- Born: Frederick Ehrenfried Baume 29 May 1900 Auckland, New Zealand
- Died: 24 April 1967 (aged 66) Sydney, New South Wales, Australia
- Occupations: Journalist; novelist; radio presenter; actor; TV talk show host;
- Known for: Beauty and the Beast (TV series)
- Family: Frederick Baume (father), Rosetta Baume (mother), Michael Baume (nephew)

= Eric Baume =

New Zealand-Australian journalist, novelist, radio presenter, actor and talk show host

Eric Ehrenfried Baume OBE (29 May 1900 – 24 April 1967) was a New Zealand-born Australian based journalist, novelist, radio presenter, actor and television talk show host.

==Early life ==
Eric Baume was born Frederick Ehrenfried Baume in Auckland, New Zealand in 1900. His father, of the same name, was a lawyer and politician; his mother, Rosetta Baume, was a teacher and community worker, and one of the first women to stand for Parliament in New Zealand. Eric moved to Sydney in the early 1920s and worked for as editor for several papers. At this time he developed what was to become a lifelong addiction to gambling, which kept his family in debt for decades.

==Career ==
Baume wrote thirteen books, mostly novels, including Half Caste (1933). Film rights were purchased in 1946 by United Artists.

He hosted a radio series titled This I Believe.
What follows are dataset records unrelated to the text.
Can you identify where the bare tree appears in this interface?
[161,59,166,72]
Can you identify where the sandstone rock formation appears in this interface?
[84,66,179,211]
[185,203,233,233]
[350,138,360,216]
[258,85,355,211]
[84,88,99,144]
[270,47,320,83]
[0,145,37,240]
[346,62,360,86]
A television version aired on ATN-7 from 3 December 1956 to circa 27 July 1958.

He also hosted a short-lived show on ATN-7 on Sundays titled State Your Case during 1957.

In 1959 he hosted Men at the Top, and then began hosting Eric Baume's Viewpoint (1959–1961).

He is well remembered as "The Beast" in the Australian TV talk show Beauty and the Beast, where his gruff style compared to the ladies on the panel kept the ratings high.

==Honour ==
In 1966 he was appointed an Officer of the Order of the British Empire (OBE).

==Death ==
Baume died in 1967. His debts considerably exceeded his assets.

==Personal life ==
He was the uncle of Michael Baume and was also related to Peter Baume, both Liberal politicians and ministers.

His brother Sydney E. Baume was an executive with the Macquarie Broadcasting Network.